Create Pinecone index

In [12]:
for i in pc.list_indexes().names():
    print('Deleting all indexes ...', end='')
    pc.delete_index(i)
    print('Done')

Deleting all indexes ...Done


In [14]:
index_name = 'churchill-speech'
if index_name not in pc.list_indexes().names():
    print(f'Creating index {index_name}...')
    pc.create_index(
        name=index_name,
        dimension=1536,
        metric='cosine',
        spec=pinecone.PodSpec(
            environment='gcp-starter'
        )
    )
    print('Done')

Creating index churchill-speech...
Done


In [18]:
# Upload the vectors to Pinecone using langchain
vector_store = Pinecone.from_documents(chunks, embeddings, index_name=index_name)

In [19]:
# Loading the vector store from an existing index
load_vector_store = Pinecone.from_existing_index(index_name='churchill-speech', embedding=embeddings)

## Asking Questions (Similarity Search)

In [21]:
query = 'Where should we fight?'
result = load_vector_store.similarity_search(query)
print(result)

[Document(page_content='shall fight on the beaches, we shall'), Document(page_content='we shall fight in the hills; we shall'), Document(page_content='fight on the landing grounds, we shall fight in the fields and in the streets, we shall fight in'), Document(page_content='shall fight in France, we shall fight on the seas and oceans, we shall fight with growing')]


In [23]:
for r in result:
    print(r.page_content)
    print('-'*50)

shall fight on the beaches, we shall
--------------------------------------------------
we shall fight in the hills; we shall
--------------------------------------------------
fight on the landing grounds, we shall fight in the fields and in the streets, we shall fight in
--------------------------------------------------
shall fight in France, we shall fight on the seas and oceans, we shall fight with growing
--------------------------------------------------


In [26]:
from langchain.chains import RetrievalQA
from langchain_openai import ChatOpenAI

llm = ChatOpenAI(model='gpt-3.5-turbo', temperature=1)

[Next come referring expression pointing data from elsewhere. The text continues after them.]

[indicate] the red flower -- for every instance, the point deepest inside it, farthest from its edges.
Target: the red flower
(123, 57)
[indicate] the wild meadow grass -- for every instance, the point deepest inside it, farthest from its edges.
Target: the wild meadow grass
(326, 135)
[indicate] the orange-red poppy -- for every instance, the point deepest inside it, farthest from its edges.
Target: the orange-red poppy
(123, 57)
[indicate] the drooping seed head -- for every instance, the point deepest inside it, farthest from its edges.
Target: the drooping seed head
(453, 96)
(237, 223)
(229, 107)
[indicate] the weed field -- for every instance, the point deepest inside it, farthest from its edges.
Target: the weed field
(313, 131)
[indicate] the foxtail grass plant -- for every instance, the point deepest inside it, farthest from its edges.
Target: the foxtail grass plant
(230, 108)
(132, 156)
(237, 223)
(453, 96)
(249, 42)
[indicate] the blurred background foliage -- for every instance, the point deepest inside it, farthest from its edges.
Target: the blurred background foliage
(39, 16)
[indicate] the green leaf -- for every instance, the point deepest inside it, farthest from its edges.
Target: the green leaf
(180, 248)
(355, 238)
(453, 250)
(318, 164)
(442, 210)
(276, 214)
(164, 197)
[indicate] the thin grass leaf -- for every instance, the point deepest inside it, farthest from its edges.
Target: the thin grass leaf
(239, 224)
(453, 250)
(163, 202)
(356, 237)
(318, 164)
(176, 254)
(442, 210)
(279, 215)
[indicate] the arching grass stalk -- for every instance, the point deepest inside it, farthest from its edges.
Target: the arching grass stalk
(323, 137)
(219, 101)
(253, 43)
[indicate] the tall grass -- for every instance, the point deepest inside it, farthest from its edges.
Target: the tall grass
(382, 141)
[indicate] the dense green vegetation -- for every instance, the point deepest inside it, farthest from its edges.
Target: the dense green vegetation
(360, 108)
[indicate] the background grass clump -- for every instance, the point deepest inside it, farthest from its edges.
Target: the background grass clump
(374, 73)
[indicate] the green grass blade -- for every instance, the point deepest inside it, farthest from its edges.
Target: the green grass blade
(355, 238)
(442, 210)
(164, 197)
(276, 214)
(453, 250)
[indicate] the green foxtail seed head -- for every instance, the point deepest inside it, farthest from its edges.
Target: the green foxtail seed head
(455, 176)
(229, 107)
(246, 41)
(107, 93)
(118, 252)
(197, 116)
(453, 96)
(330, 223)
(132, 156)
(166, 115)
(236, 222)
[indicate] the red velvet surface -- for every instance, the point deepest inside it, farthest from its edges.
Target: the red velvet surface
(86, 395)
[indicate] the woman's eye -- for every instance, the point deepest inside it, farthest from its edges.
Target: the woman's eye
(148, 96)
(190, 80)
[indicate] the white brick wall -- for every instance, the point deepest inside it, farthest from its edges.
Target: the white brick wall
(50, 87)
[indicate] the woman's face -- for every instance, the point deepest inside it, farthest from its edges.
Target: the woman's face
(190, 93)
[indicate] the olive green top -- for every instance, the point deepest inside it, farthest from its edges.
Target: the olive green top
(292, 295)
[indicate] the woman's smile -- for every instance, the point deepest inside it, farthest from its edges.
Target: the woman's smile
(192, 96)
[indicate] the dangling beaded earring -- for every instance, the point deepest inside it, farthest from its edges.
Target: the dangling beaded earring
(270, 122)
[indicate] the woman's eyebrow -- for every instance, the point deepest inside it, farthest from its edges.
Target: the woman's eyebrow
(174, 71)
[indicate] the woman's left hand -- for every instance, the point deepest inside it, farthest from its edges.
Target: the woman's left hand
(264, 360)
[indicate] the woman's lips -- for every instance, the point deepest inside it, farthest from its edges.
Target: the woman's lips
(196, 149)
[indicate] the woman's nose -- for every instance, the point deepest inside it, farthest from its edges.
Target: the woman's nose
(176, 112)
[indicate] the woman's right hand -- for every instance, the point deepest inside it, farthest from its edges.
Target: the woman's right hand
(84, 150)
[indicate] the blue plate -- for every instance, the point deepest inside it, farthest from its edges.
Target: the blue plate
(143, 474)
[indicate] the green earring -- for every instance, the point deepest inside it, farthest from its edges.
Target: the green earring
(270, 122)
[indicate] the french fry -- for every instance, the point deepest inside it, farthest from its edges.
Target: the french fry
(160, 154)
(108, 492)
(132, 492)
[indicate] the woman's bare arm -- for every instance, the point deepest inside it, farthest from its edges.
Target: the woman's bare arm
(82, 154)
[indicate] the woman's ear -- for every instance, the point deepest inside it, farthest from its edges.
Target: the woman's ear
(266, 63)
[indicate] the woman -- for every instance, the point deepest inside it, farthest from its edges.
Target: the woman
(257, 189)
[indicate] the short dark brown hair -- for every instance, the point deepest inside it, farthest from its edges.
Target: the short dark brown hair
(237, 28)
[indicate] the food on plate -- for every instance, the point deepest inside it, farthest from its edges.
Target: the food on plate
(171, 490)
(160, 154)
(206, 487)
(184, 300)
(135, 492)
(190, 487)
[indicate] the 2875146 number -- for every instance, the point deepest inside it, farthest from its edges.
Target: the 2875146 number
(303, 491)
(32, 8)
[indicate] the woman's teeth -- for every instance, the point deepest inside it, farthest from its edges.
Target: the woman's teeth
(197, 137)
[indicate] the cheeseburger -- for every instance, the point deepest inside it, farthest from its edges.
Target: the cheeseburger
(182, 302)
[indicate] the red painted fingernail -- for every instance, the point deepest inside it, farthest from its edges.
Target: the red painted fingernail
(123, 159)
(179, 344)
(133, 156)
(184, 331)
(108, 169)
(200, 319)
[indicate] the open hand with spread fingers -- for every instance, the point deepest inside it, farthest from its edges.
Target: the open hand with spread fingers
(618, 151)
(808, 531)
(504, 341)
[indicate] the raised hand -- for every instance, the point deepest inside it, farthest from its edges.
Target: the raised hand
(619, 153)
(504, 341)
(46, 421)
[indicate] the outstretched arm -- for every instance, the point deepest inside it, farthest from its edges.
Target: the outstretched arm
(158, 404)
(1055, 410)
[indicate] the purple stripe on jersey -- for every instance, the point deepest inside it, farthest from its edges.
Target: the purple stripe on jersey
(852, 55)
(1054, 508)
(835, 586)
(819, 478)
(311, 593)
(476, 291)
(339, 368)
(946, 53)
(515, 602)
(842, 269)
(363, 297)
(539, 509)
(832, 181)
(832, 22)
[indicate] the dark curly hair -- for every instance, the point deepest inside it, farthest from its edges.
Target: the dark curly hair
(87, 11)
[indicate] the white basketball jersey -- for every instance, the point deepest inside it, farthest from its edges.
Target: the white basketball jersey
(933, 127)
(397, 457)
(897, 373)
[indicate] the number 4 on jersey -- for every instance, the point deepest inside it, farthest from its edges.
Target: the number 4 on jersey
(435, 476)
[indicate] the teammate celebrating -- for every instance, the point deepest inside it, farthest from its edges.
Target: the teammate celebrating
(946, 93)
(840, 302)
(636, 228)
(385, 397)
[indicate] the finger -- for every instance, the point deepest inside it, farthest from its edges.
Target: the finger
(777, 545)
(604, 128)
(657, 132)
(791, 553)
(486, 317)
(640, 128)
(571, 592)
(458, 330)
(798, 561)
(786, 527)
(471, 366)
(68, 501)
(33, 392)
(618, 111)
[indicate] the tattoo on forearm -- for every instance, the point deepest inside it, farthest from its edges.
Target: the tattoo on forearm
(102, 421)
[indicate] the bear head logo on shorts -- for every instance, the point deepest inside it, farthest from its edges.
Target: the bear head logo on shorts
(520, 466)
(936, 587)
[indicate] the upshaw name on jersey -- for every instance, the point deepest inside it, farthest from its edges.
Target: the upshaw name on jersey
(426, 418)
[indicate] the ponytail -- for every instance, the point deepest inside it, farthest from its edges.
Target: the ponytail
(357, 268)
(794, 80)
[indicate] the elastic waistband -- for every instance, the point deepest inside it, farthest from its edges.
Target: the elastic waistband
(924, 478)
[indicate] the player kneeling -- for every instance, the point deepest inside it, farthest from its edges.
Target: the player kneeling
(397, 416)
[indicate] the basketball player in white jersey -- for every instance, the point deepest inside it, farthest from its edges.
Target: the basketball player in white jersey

# Retrieve the most three similar chunks
retriever = load_vector_store.as_retriever(search_type='similarity', search_kwargs={'k': 3})

chain = RetrievalQA.from_chain_type(llm=llm, chain_type="stuff", retriever=retriever)

In [30]:
query = 'Where should we fight?'
answer = chain.invoke(query)
print(answer['result'])

We shall fight on the landing grounds, in the fields, and in the streets.


In [31]:
query2 = 'Who was the king of Belgium at that time?'
answer2 = chain.invoke(query2)
print(answer2['result'])

The king of Belgium at that time was King Albert I.